Search code examples
pythongzipzlibcommon-crawl

Python's zlib doesn't work on CommonCrawl file


I was trying to unzip a file using Python's zlib and it doesn't seem to work. The file is 100MB from Common Crawl and I downloaded it as wet.gz. When I unzip it on the terminal with gunzip, everything works fine, and here're the first few lines of the output:

WARC/1.0
WARC-Type: warcinfo
WARC-Date: 2022-08-20T09:26:35Z
WARC-Filename: CC-MAIN-20220807150925-20220807180925-00000.warc.wet.gz
WARC-Record-ID: <urn:uuid:3f9035e8-8038-4239-a566-c9410b93956d>
Content-Type: application/warc-fields
Content-Length: 371

Software-Info: ia-web-commons.1.1.10-SNAPSHOT-20220804021208
Extracted-Date: Sat, 20 Aug 2022 09:26:35 GMT
robots: checked via crawler-commons 1.4-SNAPSHOT (https://github.com/crawler-commons/crawler-commons)
isPartOf: CC-MAIN-2022-33
operator: Common Crawl Admin ([email protected])
description: Wide crawl of the web for August 2022
publisher: Common Crawl



WARC/1.0
WARC-Type: conversion
WARC-Target-URI: http://100bravert.main.jp/public_html/wiki/index.php?cmd=backup&action=nowdiff&page=Game_log%2F%EF%BC%A7%EF%BC%AD%E6%9F%98&age=53
WARC-Date: 2022-08-07T15:32:56Z
WARC-Record-ID: <urn:uuid:8dd329bf-6717-4d0c-ae05-93445c59fd50>
WARC-Refers-To: <urn:uuid:1e2e972b-4273-468a-953f-28b0e45fb117>
WARC-Block-Digest: sha1:GTEJAN2GXLWBXDRNUEI3LLEHDIPJDPTU
WARC-Identified-Content-Language: jpn
Content-Type: text/plain
Content-Length: 12482

Game_log/GM柘 のバックアップの現在との差分(No.53) - PukiWiki
Game_log/GM柘 のバックアップの現在との差分(No.53)
[ トップ ] [ 新規 | 一覧 | 単語検索 | 最終更新 | ヘルプ ]
バックアップ一覧

However, when I try to use Python's gzip or zlib library, using these code examples:

# using gzip
fh = gzip.open('wet.gz', 'rb')
data = fh.read(); fh.close()

# using zlib
o = zlib.decompressobj(zlib.MAX_WBITS|16)
result = []
result = [o.decompress(open("wet.gz", "rb").read()), o.flush()]

Both of them return this:

WARC/1.0
WARC-Type: warcinfo
WARC-Date: 2022-08-20T09:26:35Z
WARC-Filename: CC-MAIN-20220807150925-20220807180925-00000.warc.wet.gz
WARC-Record-ID: <urn:uuid:3f9035e8-8038-4239-a566-c9410b93956d>
Content-Type: application/warc-fields
Content-Length: 371

Software-Info: ia-web-commons.1.1.10-SNAPSHOT-20220804021208
Extracted-Date: Sat, 20 Aug 2022 09:26:35 GMT
robots: checked via crawler-commons 1.4-SNAPSHOT (https://github.com/crawler-commons/crawler-commons)
isPartOf: CC-MAIN-2022-33
operator: Common Crawl Admin ([email protected])
description: Wide crawl of the web for August 2022
publisher: Common Crawl




​

So apparently, they can decompress the first few paragraphs just fine, but all other paragraphs below it are lost.

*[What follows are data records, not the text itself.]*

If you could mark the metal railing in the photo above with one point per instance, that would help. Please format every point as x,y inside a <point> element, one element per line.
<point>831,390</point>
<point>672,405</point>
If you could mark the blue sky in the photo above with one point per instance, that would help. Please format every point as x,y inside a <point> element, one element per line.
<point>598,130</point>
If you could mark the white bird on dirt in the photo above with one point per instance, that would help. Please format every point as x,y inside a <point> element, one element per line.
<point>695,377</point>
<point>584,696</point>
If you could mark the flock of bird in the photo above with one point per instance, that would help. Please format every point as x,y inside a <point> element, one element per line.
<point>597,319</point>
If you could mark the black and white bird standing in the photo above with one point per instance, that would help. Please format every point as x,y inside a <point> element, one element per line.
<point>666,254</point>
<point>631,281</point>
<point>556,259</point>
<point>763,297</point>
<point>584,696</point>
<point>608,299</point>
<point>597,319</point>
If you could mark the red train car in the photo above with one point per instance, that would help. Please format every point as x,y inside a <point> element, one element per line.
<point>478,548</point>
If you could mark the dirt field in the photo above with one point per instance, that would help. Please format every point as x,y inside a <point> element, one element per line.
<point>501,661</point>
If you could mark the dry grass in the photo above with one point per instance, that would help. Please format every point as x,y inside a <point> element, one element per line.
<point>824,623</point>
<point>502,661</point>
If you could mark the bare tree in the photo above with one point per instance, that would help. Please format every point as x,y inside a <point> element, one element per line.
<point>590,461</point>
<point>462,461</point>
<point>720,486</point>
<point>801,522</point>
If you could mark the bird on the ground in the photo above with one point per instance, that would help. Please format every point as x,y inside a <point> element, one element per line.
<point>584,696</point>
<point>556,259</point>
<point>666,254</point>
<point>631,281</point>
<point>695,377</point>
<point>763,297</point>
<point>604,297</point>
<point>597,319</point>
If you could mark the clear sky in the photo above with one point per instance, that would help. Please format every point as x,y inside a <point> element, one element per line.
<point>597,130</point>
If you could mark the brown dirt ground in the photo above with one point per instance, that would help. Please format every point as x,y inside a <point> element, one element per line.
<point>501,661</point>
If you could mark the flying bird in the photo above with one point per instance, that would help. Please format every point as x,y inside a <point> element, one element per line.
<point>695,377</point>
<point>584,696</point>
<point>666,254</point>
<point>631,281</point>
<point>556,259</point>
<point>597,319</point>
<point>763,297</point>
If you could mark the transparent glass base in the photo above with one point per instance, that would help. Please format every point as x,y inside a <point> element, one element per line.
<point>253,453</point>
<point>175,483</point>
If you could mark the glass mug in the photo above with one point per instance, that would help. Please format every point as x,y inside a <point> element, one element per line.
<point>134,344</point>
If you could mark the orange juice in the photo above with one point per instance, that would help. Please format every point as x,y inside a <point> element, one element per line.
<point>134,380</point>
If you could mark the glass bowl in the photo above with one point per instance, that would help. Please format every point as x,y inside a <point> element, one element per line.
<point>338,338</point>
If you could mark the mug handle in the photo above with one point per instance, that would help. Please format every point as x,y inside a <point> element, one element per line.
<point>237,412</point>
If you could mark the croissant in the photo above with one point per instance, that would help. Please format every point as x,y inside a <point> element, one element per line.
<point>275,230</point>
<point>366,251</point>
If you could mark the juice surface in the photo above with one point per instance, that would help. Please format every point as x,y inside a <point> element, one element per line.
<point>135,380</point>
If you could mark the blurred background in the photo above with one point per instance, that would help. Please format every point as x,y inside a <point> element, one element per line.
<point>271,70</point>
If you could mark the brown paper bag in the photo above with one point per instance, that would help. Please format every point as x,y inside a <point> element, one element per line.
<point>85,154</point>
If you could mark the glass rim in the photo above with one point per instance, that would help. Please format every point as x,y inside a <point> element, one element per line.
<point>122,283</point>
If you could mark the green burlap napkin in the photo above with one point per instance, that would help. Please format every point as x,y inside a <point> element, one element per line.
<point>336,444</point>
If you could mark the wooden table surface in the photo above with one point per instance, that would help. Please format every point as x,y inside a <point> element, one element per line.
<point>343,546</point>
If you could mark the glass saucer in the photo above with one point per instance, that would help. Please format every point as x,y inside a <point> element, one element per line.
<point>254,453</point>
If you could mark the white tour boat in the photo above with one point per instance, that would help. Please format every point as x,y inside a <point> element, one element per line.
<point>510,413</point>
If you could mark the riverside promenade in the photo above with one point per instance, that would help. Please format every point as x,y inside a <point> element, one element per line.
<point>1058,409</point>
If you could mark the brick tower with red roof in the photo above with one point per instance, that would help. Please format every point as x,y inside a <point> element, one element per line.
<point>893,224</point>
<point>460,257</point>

Is this a bug in Python's zlib/gzip library?

Edit for future readers: I've integrated the accepted answer to my Python package if you don't want to mess around:

pip install k1lib
from k1lib.imports import *
lines = cat("wet.gz", text=False, chunks=True) | unzip(text=True)
for line in lines:
    print(line)

This will read the file in binary mode chunk by chunk, unzips them incrementally, split up into multiple lines and convert them into strings.


Solution

  • Your wet.gz consists of 31,849 gzip members, concatenated. Per the gzip standard, valid gzip streams concatenated is a valid gzip stream.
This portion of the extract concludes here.